Why Davis' TempleOS is better than Torvald's Linux - SwellJoe
https://www.youtube.com/watch?v=0-dVp542XGk
======
pekk
Most of us will never use TempleOS, few will appreciate the skill shown here
and fewer will understand Davis' religious goals. But you could also look at
TempleOS as a research prototype, roughly the kind of thing which once might
have been produced at Xerox PARC, and see that TempleOS implements some
startlingly interesting ideas.

For example, in this demo, the way that graphics are treated inline with
source text and text in the terminal, and the way that definitions are updated
everywhere they're used might seem arbitrary or crazy if you don't think about
it. Is this thing just for games? Once you look past the religious stuff and
realize the similarity to MATLAB and IPython notebook, but in the shell, you
might start to realize it's a powerful idea with serious applications.

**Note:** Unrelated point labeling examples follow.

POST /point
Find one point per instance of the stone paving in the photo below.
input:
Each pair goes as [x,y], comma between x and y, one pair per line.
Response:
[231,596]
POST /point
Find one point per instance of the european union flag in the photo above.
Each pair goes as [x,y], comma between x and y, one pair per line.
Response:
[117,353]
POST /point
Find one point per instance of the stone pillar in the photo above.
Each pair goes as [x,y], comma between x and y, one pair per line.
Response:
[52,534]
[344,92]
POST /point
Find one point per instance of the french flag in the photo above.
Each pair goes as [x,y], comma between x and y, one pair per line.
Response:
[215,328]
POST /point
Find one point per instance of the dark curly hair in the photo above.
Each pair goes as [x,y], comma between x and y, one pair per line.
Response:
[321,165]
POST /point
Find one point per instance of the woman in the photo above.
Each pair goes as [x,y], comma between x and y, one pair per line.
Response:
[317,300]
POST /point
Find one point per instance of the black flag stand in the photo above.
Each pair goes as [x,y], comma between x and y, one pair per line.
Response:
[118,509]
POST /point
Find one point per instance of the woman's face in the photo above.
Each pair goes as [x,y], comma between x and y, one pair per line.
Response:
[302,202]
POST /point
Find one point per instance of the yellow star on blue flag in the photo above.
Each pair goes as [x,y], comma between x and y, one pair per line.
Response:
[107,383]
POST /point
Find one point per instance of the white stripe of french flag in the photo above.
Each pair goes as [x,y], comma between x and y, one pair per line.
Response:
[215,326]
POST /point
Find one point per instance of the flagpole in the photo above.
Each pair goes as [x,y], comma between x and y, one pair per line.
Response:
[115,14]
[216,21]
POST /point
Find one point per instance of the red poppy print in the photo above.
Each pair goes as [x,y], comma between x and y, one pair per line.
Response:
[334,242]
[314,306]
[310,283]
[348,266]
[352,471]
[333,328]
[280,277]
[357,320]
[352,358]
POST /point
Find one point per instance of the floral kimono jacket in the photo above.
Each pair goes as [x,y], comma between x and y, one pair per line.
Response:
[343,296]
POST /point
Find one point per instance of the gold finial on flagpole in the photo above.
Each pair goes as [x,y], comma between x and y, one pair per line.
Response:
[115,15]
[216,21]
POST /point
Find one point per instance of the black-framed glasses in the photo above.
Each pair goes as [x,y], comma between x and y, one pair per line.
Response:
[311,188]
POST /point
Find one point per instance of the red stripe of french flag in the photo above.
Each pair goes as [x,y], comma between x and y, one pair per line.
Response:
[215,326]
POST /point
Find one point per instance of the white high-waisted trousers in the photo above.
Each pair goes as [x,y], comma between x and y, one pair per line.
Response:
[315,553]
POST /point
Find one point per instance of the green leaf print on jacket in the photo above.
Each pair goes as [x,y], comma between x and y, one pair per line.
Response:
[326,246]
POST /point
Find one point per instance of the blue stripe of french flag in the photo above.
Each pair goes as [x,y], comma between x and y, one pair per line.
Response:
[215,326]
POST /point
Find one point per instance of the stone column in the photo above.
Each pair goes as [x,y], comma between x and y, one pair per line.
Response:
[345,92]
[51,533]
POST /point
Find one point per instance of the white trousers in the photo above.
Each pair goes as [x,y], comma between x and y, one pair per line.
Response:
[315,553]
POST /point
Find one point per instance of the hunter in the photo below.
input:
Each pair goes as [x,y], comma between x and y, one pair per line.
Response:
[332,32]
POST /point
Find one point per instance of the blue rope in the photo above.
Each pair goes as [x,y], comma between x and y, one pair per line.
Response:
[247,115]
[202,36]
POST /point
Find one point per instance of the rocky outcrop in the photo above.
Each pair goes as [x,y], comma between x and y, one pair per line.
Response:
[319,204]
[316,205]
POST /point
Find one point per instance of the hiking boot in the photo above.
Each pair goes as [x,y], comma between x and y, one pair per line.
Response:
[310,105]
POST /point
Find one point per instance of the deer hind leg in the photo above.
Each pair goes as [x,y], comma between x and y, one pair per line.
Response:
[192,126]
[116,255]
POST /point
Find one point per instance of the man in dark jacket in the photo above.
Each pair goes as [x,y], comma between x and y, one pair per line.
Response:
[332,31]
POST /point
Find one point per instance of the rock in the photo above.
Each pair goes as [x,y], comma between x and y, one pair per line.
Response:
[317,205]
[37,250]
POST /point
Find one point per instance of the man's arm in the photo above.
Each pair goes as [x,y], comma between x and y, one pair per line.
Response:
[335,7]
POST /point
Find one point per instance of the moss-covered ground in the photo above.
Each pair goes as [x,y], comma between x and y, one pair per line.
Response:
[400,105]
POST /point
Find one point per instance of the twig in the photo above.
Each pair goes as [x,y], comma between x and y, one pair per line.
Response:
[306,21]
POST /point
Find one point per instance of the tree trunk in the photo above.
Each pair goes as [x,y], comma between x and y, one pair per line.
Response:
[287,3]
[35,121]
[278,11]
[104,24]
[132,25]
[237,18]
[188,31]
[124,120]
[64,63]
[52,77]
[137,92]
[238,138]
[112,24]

I'll stop there, but there are many more examples to be gleaned. Davis' ideas
are like that. They don't advertise very well, this is the opposite end of the
universe from the HN marketing ethos. But if you stop trying to tear down
disadvantaged people for using improper words in an idiosyncratic way, and pay
attention to what's actually going on, maybe you'll be rewarded by seeing
something interesting. Assuming you aren't another money-grubbing, egoistic
blowhard or hanger-on to the startup scene with no real interest in computers.

TempleOS is like a window onto an alternate history of personal computing,
full of things which could have been done for years but which nobody got
around to doing, or which didn't even occur to anyone. I'm really glad that
someone is exploring these unique ideas.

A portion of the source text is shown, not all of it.